Indiana teen gets 30 years for stepfather’s death
WARSAW, Ind. — A 15-year-old Indiana boy who told a judge he “made a really bad choice” was sentenced Monday to 30 years in prison after pleading guilty in his stepfather’s shooting death.
Kosciusko Circuit Judge Rex Reed agreed to a plea deal in which the teenager agreed to plead guilty to conspiracy to commit murder in exchange for prosecutors dropping charges of murder and aiding murder. Reed recommended that the last five years of the sentence be suspended while the boy is on parole.
“I hope I’m given the choice to prove I can do good things in my life still to come,” the boy said. His eyes were filled with tears when he turned to look at his family before being led out of court.
At a hearing earlier this month, the boy testified that he and a 12-year-old friend decided during a meeting at a park to kill his 49-year-old stepfather. The plan was to kill Phillip Danner, then run away from home. The teenager said he opened a bedroom window to let his friend into the house near Lake Wawasee midway between Fort Wayne and South Bend.
They took two loaded guns from the bedroom, went into the living room and waited. The 15-year-old said he and his friend both shot Danner.
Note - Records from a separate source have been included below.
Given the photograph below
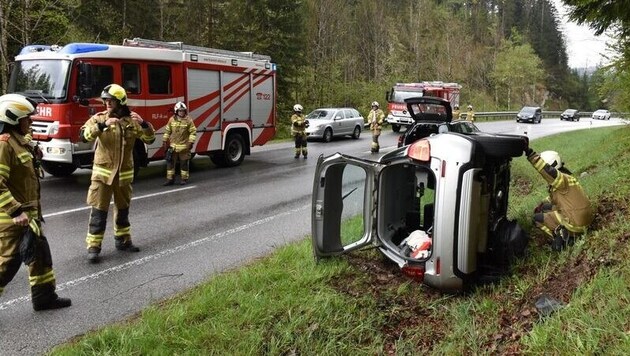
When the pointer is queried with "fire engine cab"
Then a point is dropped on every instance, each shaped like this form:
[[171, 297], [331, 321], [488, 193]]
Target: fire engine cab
[[397, 114], [230, 95]]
Authorities have said Danner was shot once in the eye, once in the wrist and twice in the chest.
Reed told the boy that sentencing was difficult because he had to take into account the fact that Danner likely would have lived another 30 years, while also considering the boy’s age.
“It is not going to be easy. I don’t think it ought to be easy,” Reed said. “I think it should be fair.”
Reed said he tried to divide the stacks of letters he got from people interested in the case into a pile for those who wanted a stiff prison sentence and those who wanted leniency, but couldn’t do so because it wasn’t that clear cut.
He read a portion of a letter from Danner’s sister, Kim Wilson.
“Our lives are changed forever. I am angry because he was taken from us and I don’t know why,” she wrote.
The boy’s attorney, David Kolbe, told Reed that the teenager wasn’t a psychopath or a sociopath, but someone who had done “a tremendous wrong.” He also said the boy had lived in a “distressed environment.”
“He has a conscience for what happened here. He has a tremendous amount of remorse,” Kolbe said.
Prosecutor R. Steven Hearn said he had doubts about that, saying that after the shooting the boy had invited friends into the house to see what he had done.
“That showed he understood what he did and he wanted everyone else to know about it,” Hearn said.
The boy read a statement, saying being in custody the past five months have given him time to think about what he did, and that “I know what I did was unacceptable.”
He asked the judge to allow him to prove to people he’s not the person they think he is.
“I’m not a bad person. I just made a really bad choice,” he said. “No matter what people think about me right now, hopefully I can prove to them I’m a good person.”